I first posted about the budget dilemma Hurricane Sandy presented to congressional Republicans in general and House Speaker John Boehner (R-OH) on October 31. At that time I said there were three questions:
First, how much aid will be needed and what will it be used for?
Second, will congressional Republicans demand reductions in other spending to offset the impact of the new Sandy-related aid?
Third, how will House Speaker John Boehner (R-OH) deal with this situation?
The questions are now starting to be answered.
1. The total amount of aid that will be requested by the states affected by Sandy will be between $80 billion and $100 billion.
2. House and Senate Republicans seem poised to demand offsetting spending cuts for the aid.

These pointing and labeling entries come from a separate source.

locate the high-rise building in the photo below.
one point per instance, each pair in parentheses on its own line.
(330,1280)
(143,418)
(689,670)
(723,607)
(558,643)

You haven't heard much...or perhaps anything...yet about a disaster relief supplemental appropriation for the state and local governments and individuals who were hit so hard by Sandy.
But you will, probably starting this afternoon when President Obama tours New Jersey arm-in-arm with Governor Chris Christie.
My guess is that the disaster relief package will jump the fiscal cliff as a priority immediately after the election and that it will be dealt with weeks before the fiscal cliff deadlines at the start of January.
There are three questions.
First, how much aid will be needed and what will it be used for? The state and local governments that were in Sandy's path have huge infrastructure problems and the individuals who have been affected will look to Washington for assistance in rebuilding.
Second, congressional Republicans demand reductions in other spending to offset the impact of the new Sandy-related aid? No matter what the disaster, that's been the pattern the past two years and it is hard to see it changing for a storm that ravaged primarily blue states.